This is the third in a four part series examining the relationship between management theories and personal productivity.
Douglas McGregor lived from 1906 to 1964 and was a professor at MIT. Four years before his death, he published his theory on management, which is known as theory X and theory Y.
Theory X is that employees are lazy and don’t want to work. Under this theory, managers must create very structured environments in order for work to get done. They don’t trust the employees and often see themselves in competition with them. This leads to managers who run their business as a dictatorship.
Theory Y is a different way for managers to look at their employees. It is the opposite of X in that it believes that employees want to work in a fulfilling job. Given the right direction and guidance, employees will perform well. Managers using this approach are generally less autocratic, trust employees and look out for their well being.
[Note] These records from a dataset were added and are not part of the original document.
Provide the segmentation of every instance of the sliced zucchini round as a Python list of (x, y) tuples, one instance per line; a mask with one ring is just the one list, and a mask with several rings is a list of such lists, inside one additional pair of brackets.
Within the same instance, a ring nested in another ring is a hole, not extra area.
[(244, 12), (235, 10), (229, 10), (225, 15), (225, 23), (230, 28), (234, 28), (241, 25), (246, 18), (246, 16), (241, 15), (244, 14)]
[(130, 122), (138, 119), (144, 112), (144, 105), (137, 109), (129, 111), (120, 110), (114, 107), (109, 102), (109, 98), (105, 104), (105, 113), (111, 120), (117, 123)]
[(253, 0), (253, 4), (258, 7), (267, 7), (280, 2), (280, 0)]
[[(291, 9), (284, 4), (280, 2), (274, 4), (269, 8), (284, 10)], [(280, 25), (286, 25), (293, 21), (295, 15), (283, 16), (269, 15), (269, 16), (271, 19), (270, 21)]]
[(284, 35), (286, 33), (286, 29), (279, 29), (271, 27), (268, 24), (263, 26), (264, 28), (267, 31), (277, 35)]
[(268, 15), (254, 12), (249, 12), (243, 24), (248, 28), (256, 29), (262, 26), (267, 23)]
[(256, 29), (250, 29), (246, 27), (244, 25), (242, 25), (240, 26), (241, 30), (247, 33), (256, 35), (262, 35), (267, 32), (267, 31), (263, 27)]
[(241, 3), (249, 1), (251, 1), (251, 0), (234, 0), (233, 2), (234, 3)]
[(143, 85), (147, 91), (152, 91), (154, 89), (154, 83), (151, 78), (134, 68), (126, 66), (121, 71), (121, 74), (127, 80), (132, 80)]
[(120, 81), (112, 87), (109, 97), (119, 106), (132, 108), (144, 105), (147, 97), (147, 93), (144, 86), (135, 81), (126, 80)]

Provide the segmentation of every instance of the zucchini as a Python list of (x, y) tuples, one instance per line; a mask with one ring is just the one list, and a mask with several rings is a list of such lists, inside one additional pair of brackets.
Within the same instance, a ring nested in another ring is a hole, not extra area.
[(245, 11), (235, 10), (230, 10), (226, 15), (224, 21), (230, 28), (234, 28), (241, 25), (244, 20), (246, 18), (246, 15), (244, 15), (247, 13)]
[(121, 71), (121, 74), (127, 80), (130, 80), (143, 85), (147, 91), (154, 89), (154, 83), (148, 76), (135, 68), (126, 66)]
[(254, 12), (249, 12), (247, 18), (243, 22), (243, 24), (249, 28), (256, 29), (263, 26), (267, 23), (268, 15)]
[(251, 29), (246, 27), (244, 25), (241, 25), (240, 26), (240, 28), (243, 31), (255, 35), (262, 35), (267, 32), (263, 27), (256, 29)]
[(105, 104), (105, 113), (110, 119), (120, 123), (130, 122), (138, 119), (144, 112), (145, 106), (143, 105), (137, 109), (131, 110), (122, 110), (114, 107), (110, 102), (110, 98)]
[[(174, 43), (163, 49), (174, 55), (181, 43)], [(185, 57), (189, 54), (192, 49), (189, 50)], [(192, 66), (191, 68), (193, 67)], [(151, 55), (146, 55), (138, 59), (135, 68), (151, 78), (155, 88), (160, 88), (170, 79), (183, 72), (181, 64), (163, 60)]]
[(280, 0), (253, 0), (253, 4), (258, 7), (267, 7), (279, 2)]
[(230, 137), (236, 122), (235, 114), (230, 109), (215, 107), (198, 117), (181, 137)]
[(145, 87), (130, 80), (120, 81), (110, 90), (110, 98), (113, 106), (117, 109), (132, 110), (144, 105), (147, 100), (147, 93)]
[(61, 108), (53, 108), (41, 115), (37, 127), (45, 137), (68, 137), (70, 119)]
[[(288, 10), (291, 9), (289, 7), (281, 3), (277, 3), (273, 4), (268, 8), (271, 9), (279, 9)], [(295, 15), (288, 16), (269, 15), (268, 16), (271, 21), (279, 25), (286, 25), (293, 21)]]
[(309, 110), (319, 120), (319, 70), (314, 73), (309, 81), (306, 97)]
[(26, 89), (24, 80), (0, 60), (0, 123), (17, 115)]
McGregor felt that employees will generally reflect how the manager views the employee. He felt that the way to motivate workers depends more on the outlook of the manager because they will shape how the employees behave.
This is an interesting view. Looking inward, it would seem to suggest that our performance is, at least somewhat, based on the opinion of people around us. It is also influenced by our view of ourselves.
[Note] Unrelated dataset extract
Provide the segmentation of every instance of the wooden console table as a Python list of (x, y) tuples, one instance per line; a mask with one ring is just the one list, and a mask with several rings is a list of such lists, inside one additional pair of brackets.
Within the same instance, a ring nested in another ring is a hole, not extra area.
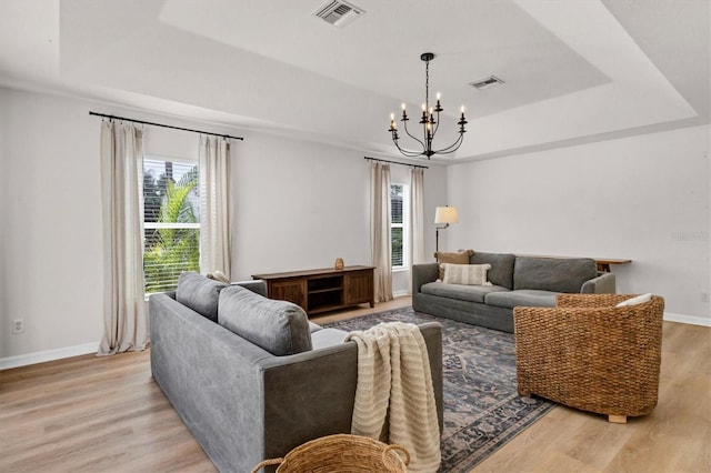
[(252, 274), (267, 282), (267, 296), (293, 302), (309, 315), (370, 303), (375, 306), (373, 266), (346, 266)]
If you don’t see yourself as someone who is highly productive, you probably won’t be. Obviously, this creates a chicken and the egg problem. You can’t change your perception until you change your habits and vice versa. The key is to change both your habits and your perception simultaneously by bootstrapping them off of each other. Give yourself small steps and notice when you achieve your goals. This will increase your confidence which, in turn, will increase your abilities.
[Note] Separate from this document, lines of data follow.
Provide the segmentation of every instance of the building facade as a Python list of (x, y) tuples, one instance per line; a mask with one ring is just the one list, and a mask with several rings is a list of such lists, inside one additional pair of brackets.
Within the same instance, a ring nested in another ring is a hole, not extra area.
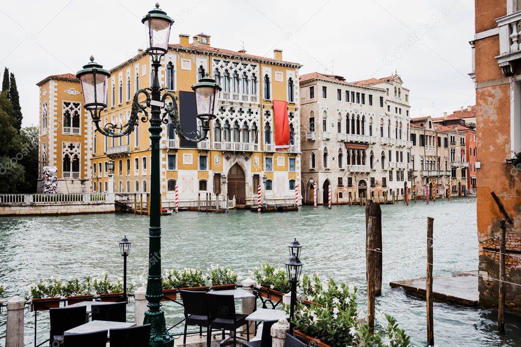
[[(170, 45), (162, 61), (160, 84), (178, 97), (180, 118), (185, 131), (196, 131), (200, 125), (195, 117), (192, 85), (208, 74), (222, 88), (215, 107), (217, 118), (212, 122), (208, 140), (197, 144), (185, 142), (177, 136), (171, 125), (163, 125), (160, 170), (164, 200), (174, 199), (177, 185), (181, 200), (196, 199), (200, 194), (203, 196), (206, 193), (220, 194), (230, 199), (234, 198), (238, 205), (248, 205), (256, 201), (257, 187), (263, 185), (265, 176), (265, 199), (291, 197), (294, 200), (295, 186), (300, 175), (301, 65), (282, 60), (280, 50), (274, 50), (272, 58), (265, 58), (248, 54), (243, 49), (235, 52), (214, 47), (210, 45), (210, 40), (209, 35), (201, 33), (190, 42), (189, 35), (181, 34), (179, 43)], [(139, 51), (110, 70), (108, 105), (102, 115), (101, 125), (127, 122), (134, 93), (152, 84), (151, 69), (150, 56)], [(69, 77), (70, 81), (67, 82), (73, 84), (75, 90), (81, 91), (75, 77)], [(42, 82), (49, 79), (49, 82), (56, 79), (47, 78)], [(39, 83), (42, 92), (47, 83), (42, 82)], [(150, 191), (148, 125), (140, 122), (128, 136), (106, 137), (92, 131), (89, 116), (82, 108), (80, 93), (75, 96), (77, 100), (73, 105), (85, 131), (74, 134), (74, 138), (85, 150), (80, 170), (77, 173), (73, 171), (72, 175), (84, 180), (82, 189), (109, 190), (108, 162), (113, 160), (116, 192)], [(65, 119), (65, 112), (72, 111), (66, 109), (65, 101), (60, 100), (56, 101), (61, 108), (55, 110), (55, 117)], [(287, 101), (288, 105), (290, 144), (281, 150), (276, 149), (275, 144), (274, 100)], [(40, 135), (43, 142), (46, 138), (43, 133)], [(64, 139), (62, 142), (68, 140), (68, 137)], [(60, 178), (66, 178), (60, 164), (63, 162), (66, 168), (66, 159), (60, 154), (56, 153), (48, 163), (58, 166)], [(225, 185), (223, 175), (227, 176)], [(62, 188), (59, 186), (59, 189)]]
[(398, 75), (301, 76), (303, 202), (403, 199), (411, 165), (409, 91)]
[[(521, 152), (521, 4), (516, 0), (475, 2), (475, 35), (470, 45), (476, 87), (477, 226), (479, 242), (479, 301), (497, 307), (501, 236), (506, 224), (506, 305), (521, 310), (521, 175), (507, 161)], [(507, 219), (507, 220), (508, 219)], [(517, 285), (511, 284), (517, 284)]]
[(411, 123), (413, 195), (432, 197), (466, 194), (466, 135), (435, 123), (430, 116), (413, 118)]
If we do change to become the way people view us, then it is wise to carefully choose who we spend our time with. If you are spending a great deal of your time with people who put down your skills and abilities, it will have a negative impact on your performance.
In summary, if we apply McGregor’s views to our personal productivity, we need to be aware of how we view ourselves and how others view us. We can increase our performance by realizing that the way people view us and the way we view ourselves impacts what we can accomplish.